Hi,
After what? Do You mean that the OS crashes when running from the backup HDD or is it crashing after making a backup (but running from the original LVM setup ? ) Is that backup HDD still connected? Did You changed the kernel in the mean time? (backports/the wonderful Liquorix kernel, etc?)
The OS crashed when the system is running for a few days.

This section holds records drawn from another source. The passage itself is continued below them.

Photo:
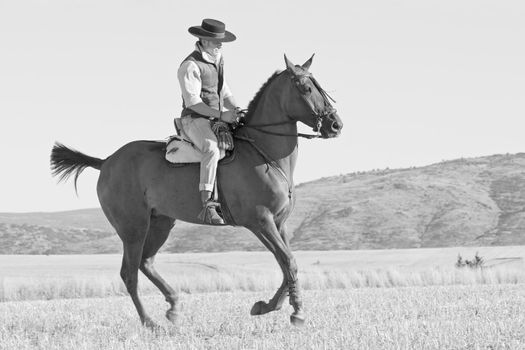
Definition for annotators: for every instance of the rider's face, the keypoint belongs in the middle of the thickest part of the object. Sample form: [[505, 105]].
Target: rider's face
[[211, 47]]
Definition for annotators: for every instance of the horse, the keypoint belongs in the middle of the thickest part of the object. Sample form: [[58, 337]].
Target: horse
[[142, 195]]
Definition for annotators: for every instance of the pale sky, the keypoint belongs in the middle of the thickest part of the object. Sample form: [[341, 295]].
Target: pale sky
[[416, 82]]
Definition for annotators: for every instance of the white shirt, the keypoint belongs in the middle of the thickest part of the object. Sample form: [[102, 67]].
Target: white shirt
[[189, 77]]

There are no backup HDDs involved and no backup is being made as the 2*4Tb drives are mirrored to the 8Tb drive via LVM. I am using the default Debian Buster kernel. At the moment version 4.19.0-11
Code: Select all
# dpkg -l | grep -i linux-image-`uname -r`
ii linux-image-4.19.0-11-amd64 4.19.146-1 amd64 Linux 4.19 for 64-bit PCs (signed)
# uname -a
Linux elite8300sff 4.19.0-11-amd64 #1 SMP Debian 4.19.146-1 (2020-09-17) x86_64 GNU/Linux
What is Your PSU wattage? - can it handle increased load?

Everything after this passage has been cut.